70482 – Opimization opportunity to vectorize basic block for -mavx target.

Bug 70482 - Opimization opportunity to vectorize basic block for -mavx target.

Summary: Opimization opportunity to vectorize basic block for -mavx target.

Status:	NEW

Alias:	None

Product:	gcc
Classification:	Unclassified
Component:	target (show other bugs)
Version:	6.0

Importance:	P3 normal
Target Milestone:	---
Assignee:	Not yet assigned to anyone

URL:
Keywords:

Depends on:
Blocks:	vectorizer
	Show dependency tree / graph

Reported:	2016-03-31 16:15 UTC by Yuri Rumyantsev
Modified:	2016-04-01 17:07 UTC (History)
CC List:	0 users

See Also:
Host:
Target:
Build:
Known to work:
Known to fail:
Last reconfirmed:	2016-04-01 00:00:00

Attachments
Add an attachment (proposed patch, testcase, etc.)

Note You need to log in before you can comment on or make changes to this bug.

Description Yuri Rumyantsev 2016-03-31 16:15:49 UTC

If we compile bb-slp-pattern-1.c from gcc.dg/vect suite with -mavx pattern vectorization won't happen since AVX has very poor support for 256-bit integer arithmetic. Particularly, widen-mult pattern is recognized but it is not supported for 256-bit vectors.
Test is failed for native compiler build on AVX machine.

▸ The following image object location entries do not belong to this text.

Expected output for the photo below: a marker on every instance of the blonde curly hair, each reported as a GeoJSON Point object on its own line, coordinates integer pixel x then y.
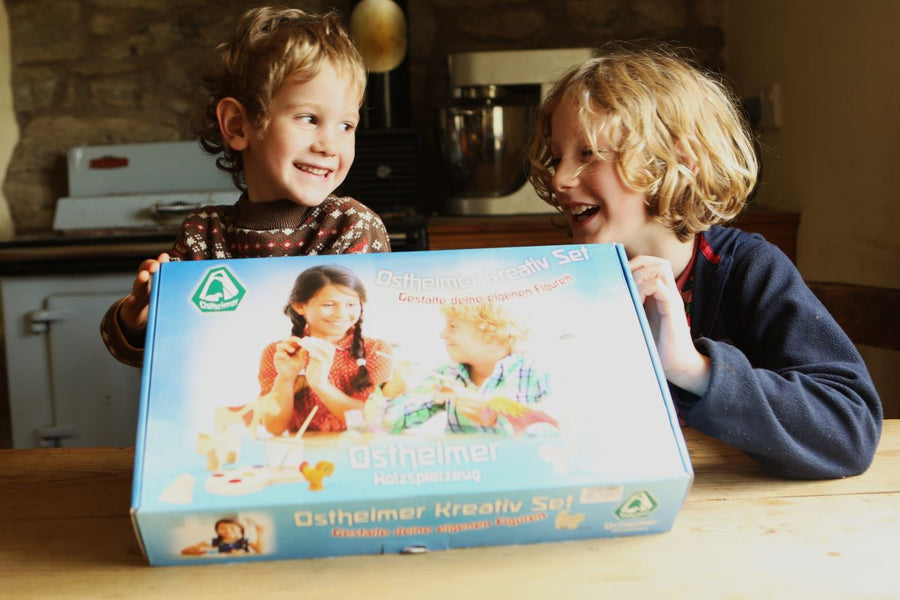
{"type": "Point", "coordinates": [271, 45]}
{"type": "Point", "coordinates": [494, 320]}
{"type": "Point", "coordinates": [676, 135]}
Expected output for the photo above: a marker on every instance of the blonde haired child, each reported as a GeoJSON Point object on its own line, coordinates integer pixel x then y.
{"type": "Point", "coordinates": [282, 110]}
{"type": "Point", "coordinates": [490, 385]}
{"type": "Point", "coordinates": [643, 148]}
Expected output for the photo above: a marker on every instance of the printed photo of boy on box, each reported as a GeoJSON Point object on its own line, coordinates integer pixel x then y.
{"type": "Point", "coordinates": [489, 386]}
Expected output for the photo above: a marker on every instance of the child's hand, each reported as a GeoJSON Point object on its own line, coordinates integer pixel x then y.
{"type": "Point", "coordinates": [475, 409]}
{"type": "Point", "coordinates": [321, 358]}
{"type": "Point", "coordinates": [135, 307]}
{"type": "Point", "coordinates": [683, 365]}
{"type": "Point", "coordinates": [290, 358]}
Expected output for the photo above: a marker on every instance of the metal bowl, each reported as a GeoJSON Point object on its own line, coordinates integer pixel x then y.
{"type": "Point", "coordinates": [483, 146]}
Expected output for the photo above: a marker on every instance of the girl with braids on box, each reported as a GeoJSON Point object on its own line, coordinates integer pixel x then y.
{"type": "Point", "coordinates": [326, 362]}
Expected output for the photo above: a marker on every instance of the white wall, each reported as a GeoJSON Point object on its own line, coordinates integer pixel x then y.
{"type": "Point", "coordinates": [836, 157]}
{"type": "Point", "coordinates": [9, 131]}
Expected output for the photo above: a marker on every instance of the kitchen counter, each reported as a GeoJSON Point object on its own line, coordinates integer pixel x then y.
{"type": "Point", "coordinates": [67, 534]}
{"type": "Point", "coordinates": [50, 253]}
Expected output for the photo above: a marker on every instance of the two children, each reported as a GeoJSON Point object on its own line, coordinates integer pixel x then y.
{"type": "Point", "coordinates": [639, 148]}
{"type": "Point", "coordinates": [644, 149]}
{"type": "Point", "coordinates": [282, 111]}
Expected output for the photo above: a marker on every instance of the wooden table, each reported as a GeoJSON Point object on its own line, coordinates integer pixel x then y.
{"type": "Point", "coordinates": [65, 533]}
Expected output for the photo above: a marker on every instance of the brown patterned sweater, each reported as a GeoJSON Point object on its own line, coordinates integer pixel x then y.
{"type": "Point", "coordinates": [249, 230]}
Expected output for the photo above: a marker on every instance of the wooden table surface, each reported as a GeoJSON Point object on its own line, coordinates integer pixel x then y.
{"type": "Point", "coordinates": [65, 533]}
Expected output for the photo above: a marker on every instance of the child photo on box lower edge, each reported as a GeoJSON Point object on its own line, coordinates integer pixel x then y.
{"type": "Point", "coordinates": [326, 363]}
{"type": "Point", "coordinates": [231, 538]}
{"type": "Point", "coordinates": [489, 387]}
{"type": "Point", "coordinates": [642, 147]}
{"type": "Point", "coordinates": [281, 113]}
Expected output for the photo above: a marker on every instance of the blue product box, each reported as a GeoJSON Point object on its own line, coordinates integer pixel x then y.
{"type": "Point", "coordinates": [380, 403]}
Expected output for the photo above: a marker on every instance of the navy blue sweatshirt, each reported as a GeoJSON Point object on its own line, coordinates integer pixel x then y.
{"type": "Point", "coordinates": [788, 387]}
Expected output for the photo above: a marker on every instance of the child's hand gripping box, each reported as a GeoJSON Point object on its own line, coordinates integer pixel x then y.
{"type": "Point", "coordinates": [353, 404]}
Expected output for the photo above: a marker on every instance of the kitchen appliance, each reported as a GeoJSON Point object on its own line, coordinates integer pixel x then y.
{"type": "Point", "coordinates": [484, 133]}
{"type": "Point", "coordinates": [379, 30]}
{"type": "Point", "coordinates": [125, 204]}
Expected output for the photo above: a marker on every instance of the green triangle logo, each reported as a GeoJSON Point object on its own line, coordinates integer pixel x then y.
{"type": "Point", "coordinates": [220, 291]}
{"type": "Point", "coordinates": [639, 504]}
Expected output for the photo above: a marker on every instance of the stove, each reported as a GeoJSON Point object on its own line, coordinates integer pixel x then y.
{"type": "Point", "coordinates": [126, 203]}
{"type": "Point", "coordinates": [121, 191]}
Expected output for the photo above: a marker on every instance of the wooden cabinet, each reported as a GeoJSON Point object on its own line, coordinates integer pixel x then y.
{"type": "Point", "coordinates": [451, 233]}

The most simple decision is to use the same scheme as for loop vectorization by decreasing vector size from 256-bit to 128-bit.

Comment 1 Richard Biener 2016-04-01 08:54:35 UTC

Hmm, vectorization _does_ happen - it just happens in an awkward way
(we just vectorize the store).  We vectorize all of it with -mprefer-avx128.

Note that the vectorizer thinks vectorizing it in the awkward way is profitable:

1: note: Cost model analysis:
  Vector inside of basic block cost: 1
  Vector prologue cost: 5
  Vector epilogue cost: 0
  Scalar cost of basic block: 8

if it weren't it would try vectorizing with smaller vector size.  I think
it under-estimates vector construction cost here (prologue cost).  From i386.c:

      case vec_construct:
        elements = TYPE_VECTOR_SUBPARTS (vectype);
        return ix86_cost->vec_stmt_cost * (elements / 2 + 1);

But in the assembler I see 8 vector instructions plus the store.  vec_construct
is supposed to handle the case of building up a vector from element registers.
Note the same is used for simple splats...  detailed analysis is possible
in the ix86_add_stmt_cost hook - but it might be "somewhat" awkward to
extract enough info from the stmt_info the vectorizer passes down... (which
stmt_info is passed down might also be somewhat random, not sure).

Note the cost model is disabled in the vect.exp testsuite.

Comment 2 Yuri Rumyantsev 2016-04-01 17:07:28 UTC

Richard, 
The problem is in pattern matching:

  /* Pattern detected.  */
  if (dump_enabled_p ())
    dump_printf_loc (MSG_NOTE, vect_location,
                     "vect_recog_widen_mult_pattern: detected:\n");

  /* Check target support  */
  vectype = get_vectype_for_scalar_type (half_type0);
  vecitype = get_vectype_for_scalar_type (itype);
  if (!vectype
      || !vecitype
      || !supportable_widening_operation (WIDEN_MULT_EXPR, last_stmt,
					  vecitype, vectype,
					  &dummy_code, &dummy_code,
					  &dummy_int, &dummy_vec))
    return NULL;
 We found paatern but it does not supported for 256-bit vectype and need to try for 128-bit.